You should all be relieved that I have decided not to try come up with any original advice. Consequently, fifty years from now, school children will not be forced to read "Mary B. Guthrie’s Valedictory Remarks." However, in the interest of levity, I have decided that I would like to share the following list of how to make your life more fun:
1. Try everything! Twice.
2. Keep only cheerful friends. The grouches pull you down.
3. Keep learning: learn more about the computer, crafts, gardening, whatever. Never let the brain get idle. "An idle mind is the devil's workshop" and the devil’s name is Alzheimers.
4. Enjoy the simple things.
5. Laugh often, long and loud. Laugh until you gasp for breath. And if you have a friend who makes you laugh, spend lots and lots of time with him/her.
6. The tears happen: endure, grieve and move on.
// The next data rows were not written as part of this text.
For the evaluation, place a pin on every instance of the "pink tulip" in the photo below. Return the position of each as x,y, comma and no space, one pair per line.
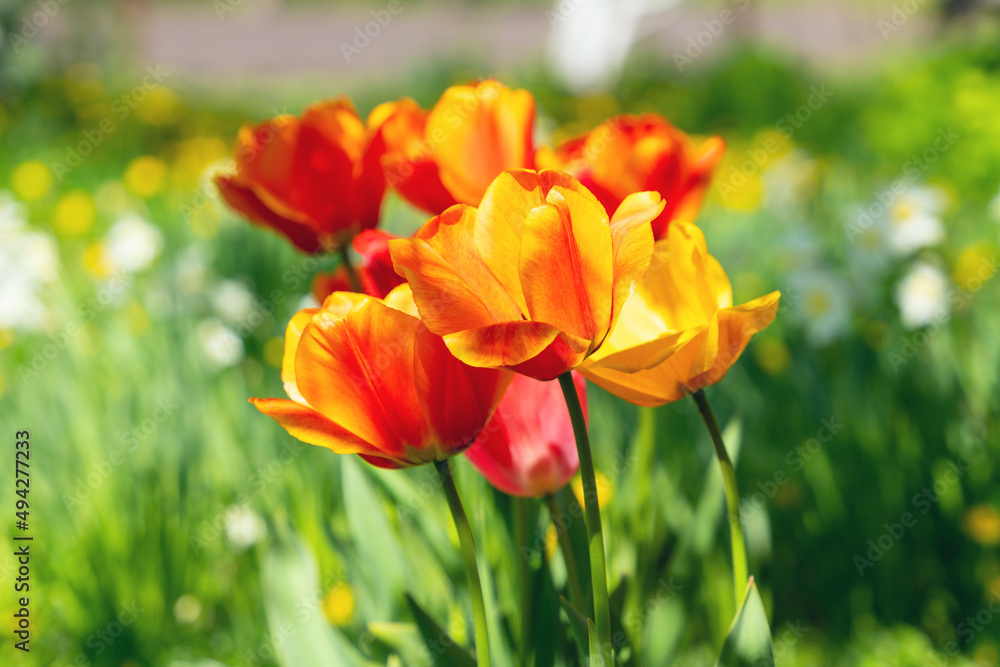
528,448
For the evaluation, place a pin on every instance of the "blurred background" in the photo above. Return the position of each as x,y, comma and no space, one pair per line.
174,525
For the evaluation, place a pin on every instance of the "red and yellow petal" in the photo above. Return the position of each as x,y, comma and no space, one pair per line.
481,130
632,241
310,426
457,399
244,199
453,288
509,343
737,325
565,267
358,373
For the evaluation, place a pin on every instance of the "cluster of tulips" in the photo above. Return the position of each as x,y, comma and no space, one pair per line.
576,263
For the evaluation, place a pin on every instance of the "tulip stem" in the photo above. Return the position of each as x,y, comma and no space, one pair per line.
572,571
740,568
352,277
523,576
592,510
468,559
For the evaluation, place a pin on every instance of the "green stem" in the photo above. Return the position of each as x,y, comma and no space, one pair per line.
732,496
572,571
352,277
468,559
595,533
524,575
645,460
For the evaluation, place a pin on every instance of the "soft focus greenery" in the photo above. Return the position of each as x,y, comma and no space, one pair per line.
164,520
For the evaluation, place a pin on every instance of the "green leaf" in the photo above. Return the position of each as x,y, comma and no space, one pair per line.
596,657
402,638
748,643
577,625
445,651
381,558
291,588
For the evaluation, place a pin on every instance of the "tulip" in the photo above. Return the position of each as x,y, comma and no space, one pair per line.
452,153
375,275
629,154
316,179
366,377
408,160
533,280
679,332
528,448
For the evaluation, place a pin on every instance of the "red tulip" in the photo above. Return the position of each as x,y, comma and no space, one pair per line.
629,154
528,448
316,179
375,274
The only person who is with us for our entire life is ourselves. LIVE while you are alive.
7. Surround yourself with what you love: whether it's family pets, keepsakes, music, plants, hobbies, whatever. Your home is your refuge.
8. Cherish your health. If it is good, preserve it. If it is unstable, improve it. If it is beyond what you can improve, get help.
9. Don't take guilt trips. Take a trip to the mall, even to the next county, to a foreign country, but not to where guilt is.
10. Tell the people you love that you love them, at every opportunity.
11. Forgive now those who made you cry. You might not get a second time.
In a more serious mode, I also commend this marvelous advice from Hamlet:
This above all: to thine own self be true,
And it must follow, as the night the day,
Thou canst not then be false to any man.
Act I, scene iii.
The second part of a valediction is to reflect on how enjoyable the experience has been and to provide thanks.
That aspect is very easy. I want you all to know what a delight it has been to be part of the Wyoming State Bar organization. Our profession has always been an integral part of my life. I am proud that most of my family and my best friends are attorneys. It has been a fun, gratifying and stimulating time for me. I will always remember with fondness my dealings with Bar officers and commissioners, the Courts, Wyoming lawyers and the extraordinarily talented and committed staff at the Wyoming State Bar. "Thanks for the memories."
I have had several acquaintances say with disbelief, "Mary, are you retiring?" I want to respond but don’t, that "I've been called many things, but never have been characterized as shy and retiring." So, I just say, "yes." Then, comes the question, "but what will you do with your time?" My response is to whip out a newspaper advertisement that I recently clipped from the Wall Street Journal.
Dictionary definition of retirement: 1. to disappear 2. to go away 3. to withdraw.
Our definition of retirement: 1. to be connected 2. To reinvent 3. freedom
~ taken from an ad for Ameriprise
I don't plan to follow the "dictionary definition," but will embrace the concept that I will continue to be connected with my family, friends, community and profession, while at the same time deciding what is really important. All of this will bring a great sense of freedom. Specifically, I am going to teach an English class at LCCC, travel to exotic places, play the trombone more, continue to serve on boards in Cheyenne, brush up on my high school Spanish and become a better photographer. I am also going to finish my project detailing the first 50 women who were admitted to practice law in Wyoming. I also plan to keep active in the law by doing appellate and pro bono work. Unlike General Douglas MacArthur, I don’t plan to "fade away."
In some languages, there is no word for "goodbye." Maybe Charlie Brown had the right approach when he observed,
Why can't we get all the people together in the world that we really like and then just stay together? I guess that wouldn't work. Someone would leave. Someone always leaves. Then we would have to say good-bye. I hate good-byes. I know what I need. I need more hellos.
I also need "hellos" and will look forward to seeing all of you. I’ll now take my leave by emulating E.T. by saying, "Be good."